Fred Olsen Express im Anflug auf Gomera.


Wir beginnen den Tag mit einem gemeinsamen Frühstück in einer der Kneipen am Platz, was nicht ganz einfach ist, da die Spanier generell eher spartanisch frühstücken. Meist reicht ihnen ein Kaffee, aber wir haben Hunger und suchen uns Bocadillos mit Ei und einen Teller Tomaten mit Olivenöl raus.
Danach ist großes Auspacken angesagt. Bine und Christian haben sich schier die Arme lang geschleppt, damit wir hier mal wieder in den Genuß echter deutscher Schokolade und anderer Leckerlies kommen. Unter anderem haben sie uns auch 50 Fläschen Flensburger Aquavit mitgebracht, damit wir zukünftig Gastgeschenke verteilen können. Das hatten wir im Abreisetrubel ganz vergessen.

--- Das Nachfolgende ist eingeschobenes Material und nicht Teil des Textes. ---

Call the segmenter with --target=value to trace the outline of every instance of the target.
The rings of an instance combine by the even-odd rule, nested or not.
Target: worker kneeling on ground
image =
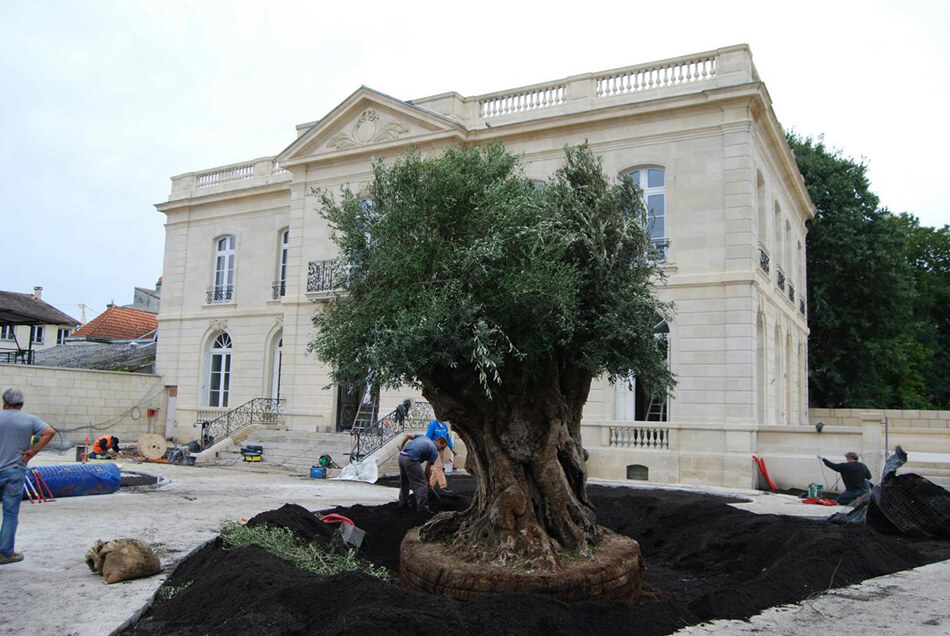
[[[409,507],[409,491],[416,500],[416,512],[429,512],[429,477],[432,465],[448,442],[440,437],[434,442],[425,435],[406,435],[399,443],[399,507]],[[422,462],[426,462],[425,470]]]
[[[109,459],[119,454],[119,438],[115,435],[103,435],[92,445],[89,457],[92,459]]]
[[[823,455],[819,455],[825,466],[831,470],[841,473],[841,480],[844,481],[845,491],[838,495],[838,505],[845,506],[858,497],[871,492],[871,471],[868,467],[858,461],[857,453],[845,453],[847,461],[836,464],[829,462]]]

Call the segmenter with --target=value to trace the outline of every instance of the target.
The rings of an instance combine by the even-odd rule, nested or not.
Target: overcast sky
[[[0,2],[0,290],[91,320],[161,275],[169,178],[366,85],[478,95],[747,43],[786,129],[950,223],[950,2]]]

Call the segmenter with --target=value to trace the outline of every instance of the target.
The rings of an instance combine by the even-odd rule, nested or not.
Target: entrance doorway
[[[366,395],[366,383],[340,384],[336,389],[336,430],[348,431],[353,428],[353,422],[360,412],[360,404],[368,398],[372,402],[373,421],[379,417],[379,389],[373,389],[371,395]]]

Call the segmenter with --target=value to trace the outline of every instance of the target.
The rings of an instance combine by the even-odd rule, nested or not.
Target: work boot
[[[16,563],[17,561],[23,560],[23,554],[20,552],[11,552],[9,556],[5,554],[0,554],[0,565],[6,565],[7,563]]]

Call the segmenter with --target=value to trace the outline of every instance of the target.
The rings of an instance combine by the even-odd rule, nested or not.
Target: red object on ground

Gastgeschenk für die Ferne.


Am Supermarkt gibt es einen Marktstand mit genialem Obst und wir laden uns voll mit Mangos, Avocados und einer großen Papaya. Wir lernen dabei den Unterschied zwischen Mangos und Mangas kennen. Mangas sind die großen, die man auch (in maximal halb so reifer Form) bei uns in Nordeuropa bekommt. Mangos sind dagegen etwa halb so groß und abends beim Essen erleben wir eine kleine Enttäuschung: Sie sind unglaublich faserig und lassen sich eigentlich gar nicht in Stücke schneiden. Am besten man schält sie, stopft sich das ganze Ding auf einmal in den Mund und lutscht es aus, was dann allerdings für eine fünfminütige Maulsperre sorgt.
Im Supermarkt dann noch ein Kuriosum: Das Rübenkraut was Bine und Christian aus Deutschland angeschleppt haben, steht auch hier in den Regalen. Daneben natürlich auch Nutella, also sind wir gerettet. Die Preise sind allerdings gewöhnungsbedürftig. Portugal war da einiges günstiger.
Den Rest des Tages verquatschen wir und latschen nachmittags das Tal von San Sebastian hoch, bis wir nur noch durch ein ausgetrocknetes Flußbett laufen. Dabei entdecken wir eine Mango-Plantage und Berge verfaulender Früchte. Ziemlich seltsam, angesichts der nicht gerade günstigen Preise für die Mangos unten am Markt.
Abends gehen wir zum Club Nautico am Strand nördlich des Hafens, wo man nach Bines Reiseführer aus einer unendlichen Zahl von Tapas auswählen kann. Entweder er übertreibt, oder hier hat sich viel getan, aber die Küche sieht ziemlich zu aus. Dank Christians perfekten Spanischkenntnissen tischt uns der Ober dann aber doch nacheinander verschiedene Gerichte auf. Nicht ganz die Tapas die man so kennt, aber alles sehr lecker und auch reichlich.
Auf dem Weg zurück begegnen wir Heinz, der dicken Kakerlake (5 cm). Er/Sie reagierte gar nicht auf uns, erst als ich seinen Fühler antippe, rennt er los. Komische Tiere, irgendwie völlig lethargisch.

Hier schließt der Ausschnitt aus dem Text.